No es que el robo haya venido a hacerle trampa a la ley: con el robo llegó la ley y se entronizó. Muy a menudo eran los encargados de aplicar las leyes quienes cometían el delito y lo legitimaban. Imagino que a las facultades de Derecho les causa tanta consternación leer la minuciosa historia de nuestra injusticia que prefieren no pensar en ello. Por eso no vemos hoy grandes debates sobre el modo como ha sido profanado siempre en nuestro suelo el derecho de propiedad: casi tanto como el derecho a la vida.
Por allá en los años treinta se empezó a hablar de la necesidad de una Reforma Agraria. Pero los tenientes de la tierra no sólo habían sido hábiles a la hora de obtenerla: se mostraron más hábiles aún a la hora de defenderla, y la legalidad tan profanada por ellos o por sus respetables antepasados se volvió su disciplina favorita, para ejercer la legítima defensa contra toda amenaza liberal.
Y llegaron los temibles y rojos años cincuenta. Y en vez del éxito de la Ley de Tierras de López Pumarejo, y en vez de la reforma tan cantada, Colombia vivió esa espantosa contrarreforma agraria que se llamó La Violencia, que cambió el mapa de la propiedad, precisamente allí donde estaba la principal riqueza nacional, la zona cafetera. Muchos teóricos preguntaban por qué maldición la violencia se ensañaba con tierras tan hermosas y fecundas. Sin embargo, era fácil ver cómo coincidía el rastro rojo de la sangre con el rastro rojo de los frutos en las ramas.

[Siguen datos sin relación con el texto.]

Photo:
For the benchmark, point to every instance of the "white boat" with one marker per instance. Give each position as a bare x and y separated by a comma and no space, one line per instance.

Después de aquello, de nada se habló tanto en Colombia como de la Reforma Agraria. Pero un magistral Congreso de terratenientes se encargó de impedir, por siempre y siempre y siempre, que aquella reforma llegara. De pronto, en los años ochenta, otro cambio ocurrió en nuestros campos. ¿Llegaba por fin la Reforma Agraria que aclimataría la paz, que honraría la vocación agrícola del país, que por fin les haría justicia a los campesinos tan maltratados, tan expulsados?
No: nuevos terratenientes venían por el resto. Los campesinos que quedaban en nuestros campos fueron arrojados a las ciudades, y no precisamente a trabajar en la industria, porque ya la industria había sido sustituida por dos grandes renglones de la economía, el tráfico de drogas y el lavado de activos. Sus hijos no tendrían opciones laborales por fuera de esos florecientes y violentos negocios.

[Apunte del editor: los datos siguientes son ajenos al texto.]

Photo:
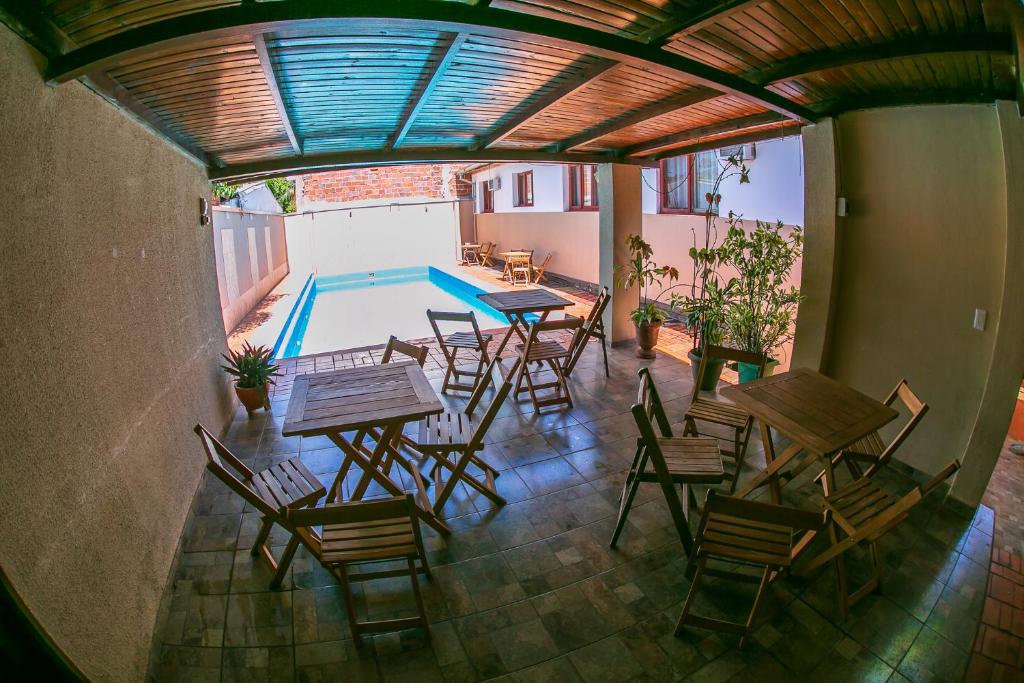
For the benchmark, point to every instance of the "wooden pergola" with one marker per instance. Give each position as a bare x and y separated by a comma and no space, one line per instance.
263,88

En un país donde la más antigua tradición es el despojo de tierras, resulta asombroso oír hablar de la intención de devolver la tierra a sus propietarios. La más reciente oleada dejó millones de hectáreas productivas en otras manos. ¿Cómo irán a hacer para arrebatarles las tierras a sus actuales dueños y devolvérselas a los campesinos desplazados? La generosa intención no puede olvidar que estamos en un país donde la voluntad de los terratenientes se confundió siempre con la ley.
Desde el comienzo de nuestra historia, cierta gente se acostumbró a robar algo que no es posible llevarse para ninguna parte, que tiene que permanecer allí donde estaba. Se acostumbró a cometer robos que no es posible ocultar, a robar lo que enseguida se advierte que ha sido robado. ¿Cómo lo hacen? ¿Y cómo logran que esos robos sean enormes, persistentes, eficaces e impunes? El que logre explicarlo habrá llegado al alma de nuestra sociedad, a la clave de nuestra identidad, al secreto mejor guardado de nuestra nación.